Es por esta urgencia de aparentar bienestar social, vanguardia y espectacularidad —aun en medio de la pobreza, la corrupción y la violencia— que los monumentos suelen ser los primeros en derrumbarse o intervenirse cuando las ideas que representan ya no colman los intereses, las preocupaciones o las posturas ideológicas de las sociedades. Al encontrarse en espacios comunes; erigirse y mantenerse con presupuestos públicos, pienso que las decisiones sobre estos artefactos discursivos deberían recaer en las comunidades mismas y no en los grupos políticos en turno.
Durante las últimas semanas, algunas estatuas de Cristóbal Colón han sido retiradas de sus pedestales —como ocurrió en California y Chicago—; otras más, continúan en pie a pesar de las exigencias de su demolición. Entre manifestaciones, ciudadanxs que se oponen al racismo estructural que invade sus territorios, llevan pancartas y gritan consignas que revelan la carga simbólica del personaje que, inalterable, se erige en un plano superior. “Fuego al orden colonial”, afirman. Y esto revela que poco se trata de una mirada que juzga al individuo de hace 500 años, sino de una reflexión y una crítica en torno a lo que representa: la imposición de un orden colonial, cuyas dolorosas consecuencias se viven hasta la actualidad.
Tras los argumentos del supuesto valor “artístico” o histórico de los monumentos a Colón, suelen encontrarse sentencias racistas, que hablan del advenimiento de la civilización gracias a su figura. Desde un eurocentrismo internalizado, continúa afirmándose que ciertxs sujetxs son más evolucionadxs, educadxs, cultxs, ilustradxs; y entonces es posible comprender por qué hay vidas que parecen valer menos, que pueden eliminarse sin consecuencias. Me pregunto constantemente si aun al saber lo que la figura de Cristóbal Colón encarna deseamos que funja como referente en nuestras ciudades.
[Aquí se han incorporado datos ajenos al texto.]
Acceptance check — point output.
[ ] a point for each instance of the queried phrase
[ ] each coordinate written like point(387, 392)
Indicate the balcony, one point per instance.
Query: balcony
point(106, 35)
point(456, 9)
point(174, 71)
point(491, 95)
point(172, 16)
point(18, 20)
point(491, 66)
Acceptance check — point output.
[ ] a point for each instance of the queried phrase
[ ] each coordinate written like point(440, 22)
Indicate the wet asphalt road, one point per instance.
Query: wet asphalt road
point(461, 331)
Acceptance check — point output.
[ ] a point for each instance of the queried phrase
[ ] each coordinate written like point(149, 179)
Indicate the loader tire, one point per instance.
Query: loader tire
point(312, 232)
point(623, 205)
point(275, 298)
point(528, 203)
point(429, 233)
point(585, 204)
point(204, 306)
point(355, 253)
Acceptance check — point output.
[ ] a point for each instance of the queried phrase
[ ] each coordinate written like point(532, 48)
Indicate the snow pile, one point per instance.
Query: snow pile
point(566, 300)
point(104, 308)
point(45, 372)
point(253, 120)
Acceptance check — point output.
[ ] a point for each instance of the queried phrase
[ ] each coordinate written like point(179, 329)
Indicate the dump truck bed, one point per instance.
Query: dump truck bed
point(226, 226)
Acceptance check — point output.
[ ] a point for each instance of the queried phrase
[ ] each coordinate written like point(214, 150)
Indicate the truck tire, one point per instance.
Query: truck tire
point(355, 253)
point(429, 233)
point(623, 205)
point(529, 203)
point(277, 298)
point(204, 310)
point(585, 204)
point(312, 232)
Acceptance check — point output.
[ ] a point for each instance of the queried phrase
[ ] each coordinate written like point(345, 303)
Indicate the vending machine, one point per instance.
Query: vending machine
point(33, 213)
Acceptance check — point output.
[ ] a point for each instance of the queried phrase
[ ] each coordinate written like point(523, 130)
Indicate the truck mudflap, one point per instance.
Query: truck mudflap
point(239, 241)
Tecleo “Ciudad de México” en el buscador de Google y las primeras imágenes que encuentro son siempre del llamado Ángel de la Independencia (por supuesto incólume y no intervenido por colectivos feministas), después de unas cuantas del Monumento a la Revolución o de otras estatuas del Paseo de la Reforma donde, por cierto, todas representan a hombres. Paradójicamente, los únicos monumentos levantados por la propia sociedad son aquellos que nunca aparece en mi búsqueda: los llamados antimonumentos.
La Ciudad de México cuenta con seis que recuerdan a los estudiantes asesinados por el ejército en 1968, los nueve feminicidios que ocurren diariamente, el secuestro y la desaparición de dos jóvenes en 2012, los 43 normalistas de Ayotzinapa desaparecidos y asesinados —también por el Estado— en 2014, los 65 mineros fallecidos durante la explosión de la mina Pasta de Conchos en 2006 y lxs 49 niñxs que murieron quemadxs en el incendio dentro de la Guardería ABC en 2009. Todos estos casos, marcados por la corrupción del Estado, la violencia y las condiciones precarias de trabajo que caracterizan el país. ¿No son estos mucho más vigentes y representativos de la ciudad? ¿Qué queremos mirar, celebrar, admirar o recordar?